E n sortant du tribunal, la reine avait été ramenée à la Conciergerie.

Arrivée dans sa chambre, elle avait pris des ciseaux, avait coupé ses longs et beaux cheveux, devenus plus beaux de l’absence de la poudre, abolie depuis un an ; elle les avait enfermés dans un papier ; puis elle avait écrit sur le papier : À partager entre mon fils et ma fille.

Alors elle s’était assise, ou plutôt elle était tombée sur une chaise, et, brisée de fatigue,— l’interrogatoire avait duré dix-huit heures,— elle s’était endormie.

À sept heures, le bruit du paravent que l’on dérangeait la réveilla en sursaut ; elle se retourna et vit un homme qui lui était complètement inconnu.

— Que me veut-on ? demanda-t-elle.

L’homme s’approcha d’elle, et, la saluant aussi poliment que si elle n’eût pas été reine :

— Je m’appelle Sanson, dit-il.

La reine frissonna légèrement et se leva. Ce nom seul en disait plus qu’un long discours.

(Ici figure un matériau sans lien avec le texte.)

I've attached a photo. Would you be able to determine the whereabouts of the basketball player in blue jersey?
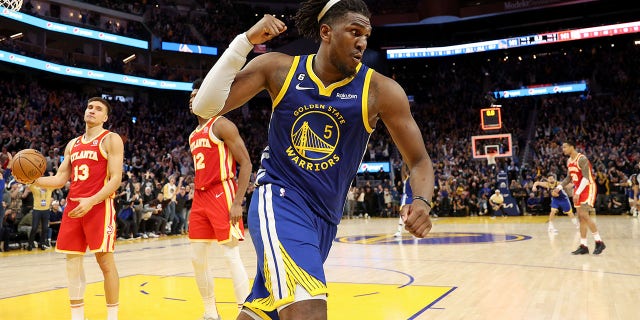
[531,173,579,233]
[615,173,640,217]
[192,0,434,320]
[393,163,413,238]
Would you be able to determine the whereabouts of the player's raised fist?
[247,14,287,44]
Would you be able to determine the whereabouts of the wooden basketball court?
[0,216,640,320]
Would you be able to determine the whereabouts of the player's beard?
[329,52,356,78]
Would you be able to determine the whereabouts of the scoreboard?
[480,106,502,130]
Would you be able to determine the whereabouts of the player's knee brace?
[67,256,87,300]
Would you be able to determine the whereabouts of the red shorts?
[189,180,244,243]
[56,199,116,254]
[573,183,598,207]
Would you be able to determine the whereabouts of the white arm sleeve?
[192,33,253,119]
[576,177,589,194]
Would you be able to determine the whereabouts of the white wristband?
[191,33,253,119]
[576,177,589,195]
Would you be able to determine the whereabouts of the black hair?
[191,78,202,90]
[564,138,576,147]
[294,0,371,41]
[87,97,111,115]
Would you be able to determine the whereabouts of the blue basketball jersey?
[257,55,373,224]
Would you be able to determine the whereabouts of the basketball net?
[487,152,498,166]
[0,0,22,11]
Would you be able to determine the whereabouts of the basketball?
[11,149,47,183]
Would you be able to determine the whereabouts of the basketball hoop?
[0,0,22,11]
[487,152,498,166]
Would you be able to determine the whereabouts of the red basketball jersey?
[69,130,113,198]
[567,153,594,189]
[189,117,236,190]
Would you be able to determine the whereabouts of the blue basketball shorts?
[551,197,571,213]
[244,184,338,319]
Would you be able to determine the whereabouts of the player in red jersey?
[556,140,606,254]
[189,80,251,320]
[34,97,124,320]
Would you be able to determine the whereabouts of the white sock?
[191,242,218,318]
[107,303,118,320]
[593,232,602,241]
[202,296,218,319]
[71,303,84,320]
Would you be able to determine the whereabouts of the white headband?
[318,0,340,22]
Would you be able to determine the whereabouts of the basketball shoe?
[593,241,607,254]
[571,244,588,254]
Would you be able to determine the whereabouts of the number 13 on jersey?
[73,164,89,181]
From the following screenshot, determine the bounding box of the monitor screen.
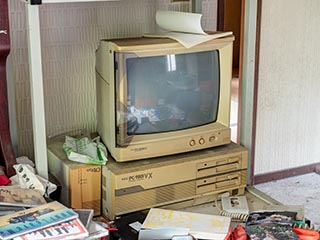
[116,50,220,136]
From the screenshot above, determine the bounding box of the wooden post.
[0,0,16,177]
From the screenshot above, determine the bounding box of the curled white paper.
[156,10,206,35]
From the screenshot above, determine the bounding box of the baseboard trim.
[253,163,320,185]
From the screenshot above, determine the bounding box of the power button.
[189,139,196,147]
[209,136,216,142]
[199,138,205,145]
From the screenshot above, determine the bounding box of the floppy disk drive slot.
[197,162,240,177]
[196,173,240,194]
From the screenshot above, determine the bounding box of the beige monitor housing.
[96,36,234,162]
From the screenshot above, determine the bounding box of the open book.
[144,10,232,48]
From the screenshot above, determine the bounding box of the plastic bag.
[63,136,108,165]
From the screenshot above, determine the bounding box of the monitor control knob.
[189,139,196,147]
[209,136,216,142]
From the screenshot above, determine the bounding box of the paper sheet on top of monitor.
[144,10,232,48]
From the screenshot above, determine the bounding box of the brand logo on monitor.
[131,147,147,152]
[121,172,152,182]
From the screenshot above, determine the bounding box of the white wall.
[254,0,320,175]
[8,0,194,159]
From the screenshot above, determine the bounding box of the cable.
[215,200,249,222]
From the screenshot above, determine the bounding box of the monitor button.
[209,136,216,142]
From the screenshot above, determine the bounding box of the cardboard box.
[47,138,101,216]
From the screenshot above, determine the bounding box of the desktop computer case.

— Vous venez de bien bonne heure, monsieur, dit-elle ; ne pourriez-vous pas retarder un peu ?

— Non, madame, répliqua Sanson ; j’ai ordre de venir.

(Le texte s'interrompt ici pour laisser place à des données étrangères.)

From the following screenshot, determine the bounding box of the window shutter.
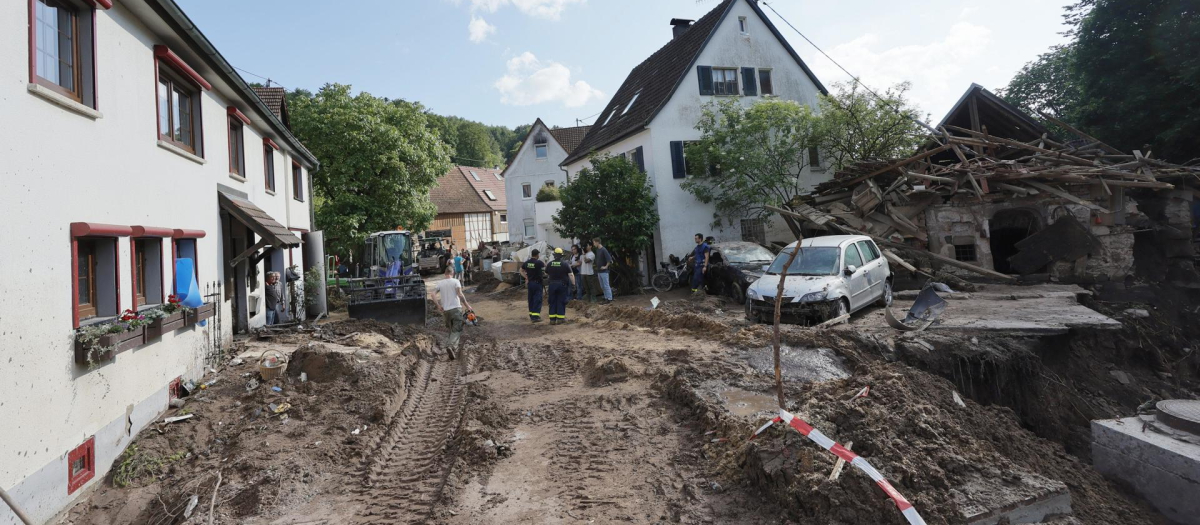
[696,66,713,95]
[671,140,688,179]
[742,67,758,97]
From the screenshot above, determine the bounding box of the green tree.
[997,44,1082,122]
[686,99,821,227]
[554,157,659,274]
[820,83,928,169]
[1068,0,1200,162]
[288,84,450,253]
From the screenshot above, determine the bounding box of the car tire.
[877,279,892,307]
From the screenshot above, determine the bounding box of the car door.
[857,240,888,301]
[841,242,870,312]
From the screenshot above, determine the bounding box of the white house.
[0,0,320,525]
[562,0,832,268]
[504,119,592,247]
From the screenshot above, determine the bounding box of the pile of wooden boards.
[773,115,1200,279]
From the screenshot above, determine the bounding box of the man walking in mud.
[521,249,546,322]
[546,248,575,325]
[691,234,712,294]
[433,266,470,360]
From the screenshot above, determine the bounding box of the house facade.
[562,0,833,273]
[0,0,320,525]
[430,165,509,249]
[503,119,592,247]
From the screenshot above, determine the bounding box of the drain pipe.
[0,487,34,525]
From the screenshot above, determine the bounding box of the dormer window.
[620,90,642,115]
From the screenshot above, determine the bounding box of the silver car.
[746,235,892,321]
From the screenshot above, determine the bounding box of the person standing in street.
[580,242,600,302]
[592,237,612,304]
[691,234,712,292]
[264,272,283,325]
[571,245,583,300]
[546,248,575,325]
[521,249,546,322]
[434,266,470,358]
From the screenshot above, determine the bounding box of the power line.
[761,1,941,140]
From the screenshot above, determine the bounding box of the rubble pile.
[775,119,1200,282]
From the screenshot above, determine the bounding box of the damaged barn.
[782,85,1200,283]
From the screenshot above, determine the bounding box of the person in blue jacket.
[521,249,546,322]
[691,234,713,292]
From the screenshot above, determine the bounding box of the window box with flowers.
[145,295,190,340]
[74,310,150,367]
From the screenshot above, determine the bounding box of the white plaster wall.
[504,122,568,243]
[0,1,311,513]
[568,1,832,261]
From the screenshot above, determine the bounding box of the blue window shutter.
[742,67,758,97]
[671,140,688,179]
[696,66,713,95]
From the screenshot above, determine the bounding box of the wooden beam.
[1024,181,1109,213]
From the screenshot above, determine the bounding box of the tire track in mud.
[358,352,474,524]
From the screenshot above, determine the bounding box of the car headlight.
[797,290,828,302]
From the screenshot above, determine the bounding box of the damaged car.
[745,235,892,322]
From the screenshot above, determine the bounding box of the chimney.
[671,18,696,40]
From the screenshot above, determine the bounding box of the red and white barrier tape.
[750,409,925,525]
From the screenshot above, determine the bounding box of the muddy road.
[60,274,1194,525]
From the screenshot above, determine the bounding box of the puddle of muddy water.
[746,346,850,382]
[720,388,779,417]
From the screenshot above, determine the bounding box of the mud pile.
[667,363,1154,524]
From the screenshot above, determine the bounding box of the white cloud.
[493,52,605,108]
[467,16,496,43]
[463,0,587,20]
[805,20,992,120]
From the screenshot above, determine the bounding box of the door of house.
[463,213,492,249]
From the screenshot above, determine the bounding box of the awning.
[217,192,300,265]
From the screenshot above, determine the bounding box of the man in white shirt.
[580,245,600,302]
[434,266,470,358]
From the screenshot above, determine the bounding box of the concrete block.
[1092,417,1200,525]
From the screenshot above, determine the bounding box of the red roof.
[430,165,508,213]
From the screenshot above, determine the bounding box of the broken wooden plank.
[1024,181,1108,212]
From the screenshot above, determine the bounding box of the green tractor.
[342,230,426,325]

Ces paroles dites, il fit encore un pas vers la reine. Tout dans cet homme, et dans ce moment, était expressif et terrible.

— Ah ! je comprends, dit la prisonnière, vous voulez me couper les cheveux ?

— C’est nécessaire, madame, répondit l’exécuteur.

— Je le savais, monsieur, dit la reine, et j’ai voulu vous épargner cette peine. Mes cheveux sont là, sur cette table.

Sanson suivit la direction de la main de la reine.

— Seulement, continua-t-elle, je voudrais qu’ils fussent remis ce soir à mes enfants.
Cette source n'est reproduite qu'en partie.